“Now the works of the flesh are evident: sexual immorality, impurity, sensuality, idolatry, sorcery …'”
(Ephesians 5:19-20a)
(Excursus on Abortion)
Many Christians today have the misconception that abortion is a modern issue, and that early Christians—or for that matter non-Christians around the time of Christ—had no inkling as to what abortion was. This line of thinking is incorrect. There is nothing new under the sun.
The Hippocratic Oath, likely written around 400 BC, prohibits giving a woman an abortive remedy. It is recognized that various methods for abortion were used centuries before Christ, and that one common method was the use of chemicals to kill the unborn.
Dr. Alvin Schmidt has presented the fact that a common Greek word for abortion around the time of Christ was “pharmakos”. Our word pharmacy is derived from this word, and considering this word-derivation, it appears that chemical abortions were common. When St. Paul described the works of the flesh in his letter to the Ephesians he explains, Now the works of the flesh are evident: sexual immorality, impurity, sensuality, idolatry, sorcery… [5:19,20a]. The final word in this list, translated sorcery, is precisely the Greek word pharmakos. Dr. Schmidt is convinced Paul was referencing abortion. When one considers the words preceding sorcery—sexual immorality, impurity, sensuality and idolatry—one realizes that each of these words describe actions that can lead to pregnancy (Idolatry often involved sex with temple prostitutes.). How appropriate that the next fleshly deed listed would be abortion!
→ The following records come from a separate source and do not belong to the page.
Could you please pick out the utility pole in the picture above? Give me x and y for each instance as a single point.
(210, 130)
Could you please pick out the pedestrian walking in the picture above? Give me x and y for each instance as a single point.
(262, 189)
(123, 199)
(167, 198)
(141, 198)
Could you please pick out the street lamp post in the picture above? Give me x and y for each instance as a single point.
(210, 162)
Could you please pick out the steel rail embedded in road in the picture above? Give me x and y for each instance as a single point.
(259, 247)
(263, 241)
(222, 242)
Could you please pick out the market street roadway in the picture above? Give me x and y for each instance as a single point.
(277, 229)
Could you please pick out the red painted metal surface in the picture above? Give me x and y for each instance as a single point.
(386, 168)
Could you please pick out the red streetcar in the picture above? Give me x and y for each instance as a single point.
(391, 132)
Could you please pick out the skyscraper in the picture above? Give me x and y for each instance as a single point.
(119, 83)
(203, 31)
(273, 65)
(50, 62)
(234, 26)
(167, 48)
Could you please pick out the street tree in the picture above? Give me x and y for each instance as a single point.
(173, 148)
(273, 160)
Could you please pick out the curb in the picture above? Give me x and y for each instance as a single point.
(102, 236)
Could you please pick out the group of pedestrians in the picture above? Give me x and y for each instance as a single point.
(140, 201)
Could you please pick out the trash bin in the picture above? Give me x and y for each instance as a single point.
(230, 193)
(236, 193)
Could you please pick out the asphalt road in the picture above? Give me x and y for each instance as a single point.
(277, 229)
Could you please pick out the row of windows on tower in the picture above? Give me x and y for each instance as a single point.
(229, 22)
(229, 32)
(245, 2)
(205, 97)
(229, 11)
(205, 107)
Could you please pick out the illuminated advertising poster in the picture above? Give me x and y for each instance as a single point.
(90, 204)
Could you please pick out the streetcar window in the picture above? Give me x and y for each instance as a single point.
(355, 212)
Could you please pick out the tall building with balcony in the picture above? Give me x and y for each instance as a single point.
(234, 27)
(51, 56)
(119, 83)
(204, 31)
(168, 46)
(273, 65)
In support of this pharmaceutical-abortion line of thinking, consider a few quotes from early church fathers. Athenagoras the Apologist, born around 133AD, wrote: “…we say that those women who use drugs to bring on abortion commit murder, and will have to give account to God for the abortion.” Around the same time, Octavius of Minucius wrote, “There are some women who, by drinking medical preparation, extinguish the source of the future man in their very bowels, and thus commit parricide before they bring forth.” Around 400AD Augustine wrote, “Sometimes their sadistic licentiousness goes so far that they procure poison to produce infertility, and when this is of no avail, they find one means or another to destroy the unborn and flush it from the mother’s womb.”
Consider then the following quotes which, though they do not necessarily identify chemical abortion, present authoritative early Christian belief about abortion:
“You shall not slay the child by abortion.” [Didache, shortly after the Apostles]
“You shall not destroy your conceptions before they are brought forth…” [Letter of Barnabas, ~ 100AD]
“Those who use abortifacients commit homicide.” [Clement of Alexandria, ~ 200AD]
“But for us (Christians), to whom murder has been once for all forbidden, it is not permitted to destroy even what has been conceived…He is a human being who will be one; the whole fruit is actually in the seed.” “The mold in the womb may not be destroyed.” [Tertullian, ~ 200AD]
“The woman who purposely destroys her unborn child is guilty of murder.” [Basil the Great, ~ 370AD]
May the One who came to save us, entering our blood-stained world through the womb of the blessed Virgin, mercifully grant forgiveness to us all by His sin-atoning life, death and resurrection.